In localities across America (and worldwide), people have been banding together to fight back against zebra mussels, Asian carp, Burmese pythons, and other often deadly, definitely costly invasive species. In Geneva Lake, Wisconsin, volunteers dive underwater to pull out starry stonewort by its roots in an effort to stop the invasive weed from destroying fishing and boating and overrunning native aquatic life.

Sometimes the best way to target an invasive species is to turn a negative into a positive. The lionfish, native to the Pacific and Indian Oceans, has exploded in Florida and the Caribbean. This venomous predator, with one of the highest breeding rates in the world, has gradually taken over reefs from Venezuela to New York.

The lionfish not only feasts on smaller prey fish, leaving little food for commercially valuable fish, such as snapper and tuna. It also feeds on “grazer” and “cleaner” fish which maintain the health of the reefs that provide habitat for other species – reducing native marine life by 80 to 90 percent in just five weeks in some cases. The $2.1 billion Caribbean diving industry, along with fishing and tourism, is under assault, impacting the lives of 42 million people.

The market response to the lionfish invasion has been to make its tasty white meat a popular item in restaurants and high-end grocery stores. The fly in the ointment is the fish’s poisonous spine, which requires cleaning by hand. Another problem is that, for now, the most efficient way to catch lionfish is slow, labor-intensive spearfishing that requires SCUBA gear.

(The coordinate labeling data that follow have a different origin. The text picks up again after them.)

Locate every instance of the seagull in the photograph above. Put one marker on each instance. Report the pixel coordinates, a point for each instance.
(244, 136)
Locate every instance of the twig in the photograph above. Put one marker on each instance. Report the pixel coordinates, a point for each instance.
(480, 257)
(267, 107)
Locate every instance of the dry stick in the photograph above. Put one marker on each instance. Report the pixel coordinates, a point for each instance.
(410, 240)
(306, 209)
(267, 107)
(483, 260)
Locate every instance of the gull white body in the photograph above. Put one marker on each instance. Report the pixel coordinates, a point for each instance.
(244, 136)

PERC reports that marketing campaigns are spurring demand for lionfish fillets. The Reef Environmental Education Foundation (REEF) published a lionfish cookbook, while Whole Foods hosted “Take a Bite Out of Lionfish,” replete with live filleting and cooking demos and lionfish recipe videos. Others are investigating making jewelry out of lionfish spines or incorporating carcass scraps in fertilizers.

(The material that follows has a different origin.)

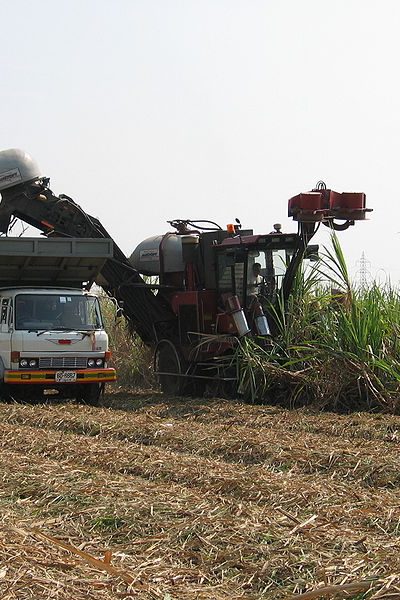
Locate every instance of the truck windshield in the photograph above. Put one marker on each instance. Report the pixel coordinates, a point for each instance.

Not disparaging federal and state efforts, PERC’s Jonathan Wood beams that, “With every seafood dinner, necklace, spear-fishing derby, and trap, we are one step closer to overcoming the lionfish invasion ourselves.”

Of course, not everyone is on board with government or private efforts to eradicate the harm done by invasive species. Veteran ecologist Ken Thompson, a senior research fellow in thete Department of Animal and Plant Sciences at the University of Sheffield (United Kingdom), thinks there is good evidence to suggest that the plants and animals we often vilify as invasive species only rarely threaten ecosystems.

Thompson argues that efforts to control or eliminate invasive species can be tremendously expensive, are rarely successful, and often have damaging unintended consequences [yet introducing invasive species itself often results in unintended damages]. Using the wrong herbicides to kill invasive species, for example, can damage vulnerable native species.

But Thompson says the chief culprit is not the animals, fish, insects, or plants but rather the humans who traverse the world and bring them along. In his words, “We’ve chopped down forests, built dams, and turned the whole world into a giant cattle pasture, and then we’re surprised that some species quite like what we’ve done. We shouldn’t be surprised.”

And there you have it. Humans bought Burmese pythons as “pets,” then dumped them when they grew too big – and they grew bigger, found partners, and reproduced. Humans also brought rats and zebra mussels and other species largely because they did not take the time to rid their ships of these unwanted creatures.

And now it is time to pay the piper for bringing these invaders into our nation and letting them roam free, often creating havoc for local ecosystems.  It is going to take a unified nationwide effort to get the job done.